(Little, Brown, $25)
Like many young African-Americans, first-time author Sharifa Rhodes-Pitts “grew up romanticizing Harlem,” said Laura Miller in Salon​.com. Born in Texas and educated at Harvard, Rhodes-Pitts moved to Harlem in 2002 expecting a vibrant, modern version of the storied neighborhood of Zora Neale Hurston and Langston Hughes. What she found was an area being transformed by gentrification. But it was the dream of Harlem that interested her, because so many people seemed to share it. Her idiosyncratic portrait of the neighborhood’s brilliant past and rapidly vanishing present “meanders flagrantly,” but she’s “one of that rare breed of writer who, on the strength of her hypnotic voice and idiosyncratic thinking, can turn every sentence into a crooked finger, impossible to resist.”

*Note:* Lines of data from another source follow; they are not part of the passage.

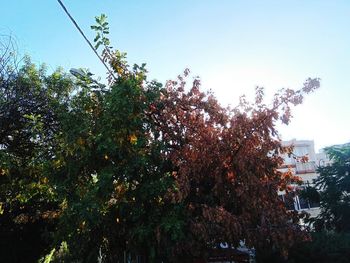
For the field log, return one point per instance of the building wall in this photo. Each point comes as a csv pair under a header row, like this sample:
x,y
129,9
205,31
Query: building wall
x,y
306,171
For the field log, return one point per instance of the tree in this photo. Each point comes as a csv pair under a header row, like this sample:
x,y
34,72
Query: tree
x,y
29,102
135,167
333,185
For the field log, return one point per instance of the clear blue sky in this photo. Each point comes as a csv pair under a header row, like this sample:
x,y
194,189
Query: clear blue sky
x,y
232,45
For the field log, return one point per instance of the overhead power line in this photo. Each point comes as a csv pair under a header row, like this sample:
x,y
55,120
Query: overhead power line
x,y
84,36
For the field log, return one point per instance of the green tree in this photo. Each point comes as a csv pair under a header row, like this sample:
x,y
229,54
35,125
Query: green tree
x,y
333,185
30,100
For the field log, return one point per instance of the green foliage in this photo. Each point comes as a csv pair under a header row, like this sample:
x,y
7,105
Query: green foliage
x,y
333,185
30,104
323,248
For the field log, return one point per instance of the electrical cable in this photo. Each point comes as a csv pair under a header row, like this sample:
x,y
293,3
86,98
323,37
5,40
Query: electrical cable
x,y
86,39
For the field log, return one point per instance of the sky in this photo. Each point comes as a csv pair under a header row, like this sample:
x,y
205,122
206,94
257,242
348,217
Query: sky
x,y
232,45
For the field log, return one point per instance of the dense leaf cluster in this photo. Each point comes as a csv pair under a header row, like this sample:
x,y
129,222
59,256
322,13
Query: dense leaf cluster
x,y
136,168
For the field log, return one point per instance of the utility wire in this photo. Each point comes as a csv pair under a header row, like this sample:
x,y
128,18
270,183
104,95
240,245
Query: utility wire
x,y
86,39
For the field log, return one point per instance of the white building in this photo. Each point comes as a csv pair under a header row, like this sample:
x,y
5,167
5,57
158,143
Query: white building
x,y
305,170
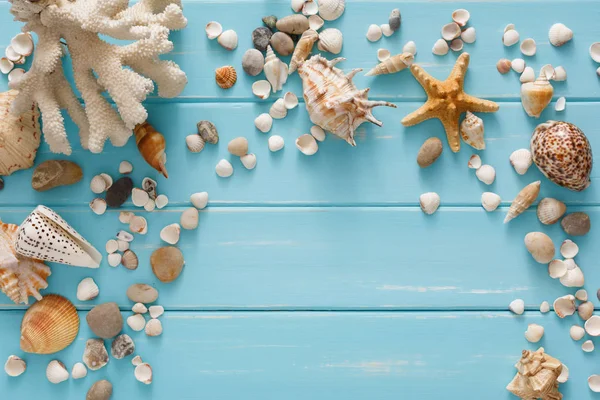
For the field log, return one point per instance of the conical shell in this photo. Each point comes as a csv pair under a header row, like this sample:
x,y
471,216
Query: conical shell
x,y
20,277
19,136
49,326
333,101
393,64
524,199
151,145
44,235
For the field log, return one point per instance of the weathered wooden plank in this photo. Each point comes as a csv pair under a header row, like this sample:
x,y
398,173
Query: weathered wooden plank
x,y
315,355
333,258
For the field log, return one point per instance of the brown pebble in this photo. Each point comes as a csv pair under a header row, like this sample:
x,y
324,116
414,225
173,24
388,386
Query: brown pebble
x,y
167,263
429,152
576,224
55,173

Rhodes-Pitts looks first for answers to her fellow dreamers, both past and present, said Mike Fischer in the Milwaukee Journal Sentinel. Much of the book is spent on “wonderful, fresh readings” of such past seekers of Harlem’s soul as Hughes, James Baldwin, and Ralph Ellison (from whom she borrows her book’s title). But many of her “best pages” are snapshots of lesser-known figures, including current neighbors. She helps us get to know the late Raven Chanticleer, who in the 1990s operated a wax museum on 115th Street. We also meet L.S. “Gumby” Alexander, a 1920s bookstore owner who was a devoted collector of what he called “Negroana”—photos, news clippings, playbills. Among the contemporary characters we meet is a man who writes chalk messages on Lenox Avenue “exhorting Harlem’s young to respect themselves.”
Rhodes-Pitts’s book never completely “locates its own beating heart,” said Dwight Garner in The New York Times. It jumps from memoir to history to literary criticism, revealing an artist who for now “questions more widely than deeply.” That doesn’t mean it shouldn’t be read. Rhodes-Pitts’s voice is “startling” and unique, “one you cock your head at an angle to hear.” It’s that voice that makes Harlem Is Nowhere an “intoxicating” read, one “lighted with the promise of better things to come.”